Chemistry and Biochemistry

First Advisor

S. Rondeau-Gagné

Second Advisor

S.J. Loeb

Third Advisor

T.B. Carmichael

Keywords

Conjugated polymer, Dynamic interactions, Internet of things, Organic field-effect transistor, Semiconductor, Stretchable

Rights

info:eu-repo/semantics/openAccess

Abstract

The development of materials that can stretch while remaining conductive has generated significant research interest. The push for the development of these materials is due to their potential for cheaper, more durable electronics with the new functions (stretchability and healability) and form factors required for the next generation of wearable and skin-inspired electronics. Polymeric semiconductors have emerged as prime candidates for the development of these materials, due to their π-delocalized network which makes them conductive, their synthetic versatility, and their intrinsic mechanical properties. Furthermore, their ability to be solution processed provides an avenue for printing, roll-to-roll, and large area solution processing. Though, the combination of stretchability and good electronic properties has often proven difficult to achieve, given the apparent competition between mechanical compliance and electrical conductivity. Consequently, this dissertation focuses on strategies to synthesize novel conjugated polymers with the ability to maintain good charge transport while being manipulated by strain, specifically through the incorporation of dynamic interactions.

A review of the recent literate is presented in chapter 1, with a particular focus on intrinsically/molecularly stretchable and healable conjugated polymers, as well as a brief overview of other extrinsic methods of imparting stretchability and healability. Following in chapter 2 is a study of the effect of amide-containing solubilizing sidechains on the self-assembly and electronic properties of diketopyrrolopyrrole (DPP)-based polymers, emphasizing the maintenance of electronic properties at high percentage incorporation as compared to other systems that make use of conjugation-break spacers. Chapter 3 investigates the mechanical properties of these materials through characterization of the thin-film morphology and its relative crystallinity, strain at failure, chain dynamics under strain, and healability.

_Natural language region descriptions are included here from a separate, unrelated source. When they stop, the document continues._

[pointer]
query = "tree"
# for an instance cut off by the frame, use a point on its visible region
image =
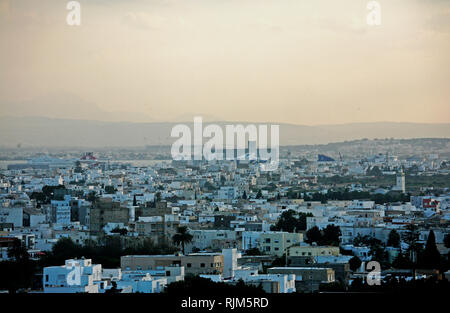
(431, 257)
(447, 240)
(331, 236)
(313, 235)
(394, 239)
(182, 237)
(355, 263)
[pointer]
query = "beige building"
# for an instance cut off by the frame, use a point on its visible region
(104, 211)
(276, 243)
(313, 251)
(195, 263)
(307, 279)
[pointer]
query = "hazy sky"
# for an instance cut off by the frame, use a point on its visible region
(294, 61)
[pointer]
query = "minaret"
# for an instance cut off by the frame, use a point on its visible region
(401, 182)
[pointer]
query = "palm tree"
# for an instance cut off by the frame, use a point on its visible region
(182, 237)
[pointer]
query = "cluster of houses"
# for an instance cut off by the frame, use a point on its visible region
(228, 207)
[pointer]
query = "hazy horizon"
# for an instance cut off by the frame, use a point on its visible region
(283, 61)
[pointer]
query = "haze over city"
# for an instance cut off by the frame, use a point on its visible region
(298, 62)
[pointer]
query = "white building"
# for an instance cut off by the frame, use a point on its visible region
(75, 276)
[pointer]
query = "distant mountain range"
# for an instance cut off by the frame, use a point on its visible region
(57, 132)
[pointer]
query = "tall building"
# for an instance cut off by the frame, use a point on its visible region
(401, 182)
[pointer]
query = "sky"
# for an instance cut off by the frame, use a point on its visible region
(285, 61)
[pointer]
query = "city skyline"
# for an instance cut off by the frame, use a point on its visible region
(259, 61)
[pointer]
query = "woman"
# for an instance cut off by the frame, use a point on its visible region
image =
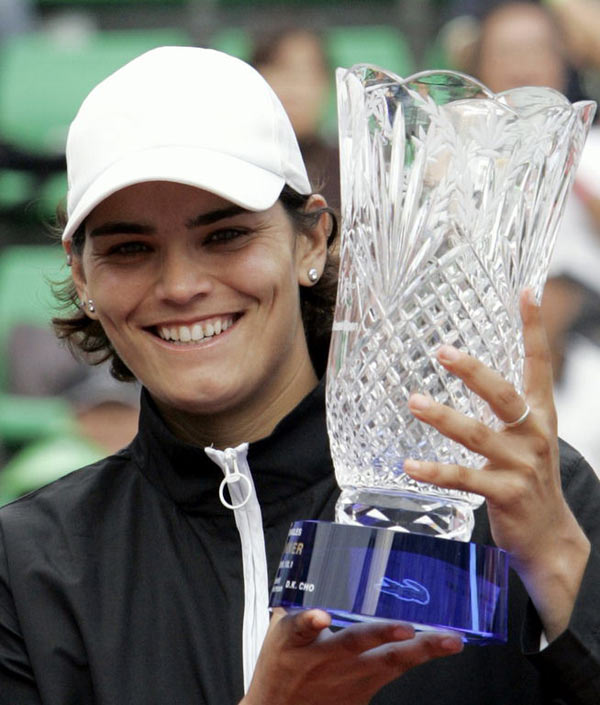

Many other systems that make use of noncovalent interactions do so intermolecularly. Accordingly, in chapter 4, we examine the effect of an electrostatic nitrogen-sulfur conformational lock directed intramolecularly along the backbone, rather than intermolecularly between sidechains. Investigation of conformational lock is particularly interesting because it improves the electronic properties by brining the π-orbital network into greater alignment. Chapter 5 presents a comparison of the two modes of interaction investigated in the previous chapters – intermolecular and intramolecular bonding. Using the materials in chapter 4 as a starting point, we changed the nitrogen-sulfur interaction into a stronger intramolecular hydrogen-bonding interaction along the backbone and compared it to an entirely intermolecular analogue. Finally, chapter 6 presents a conclusion and insights into future work.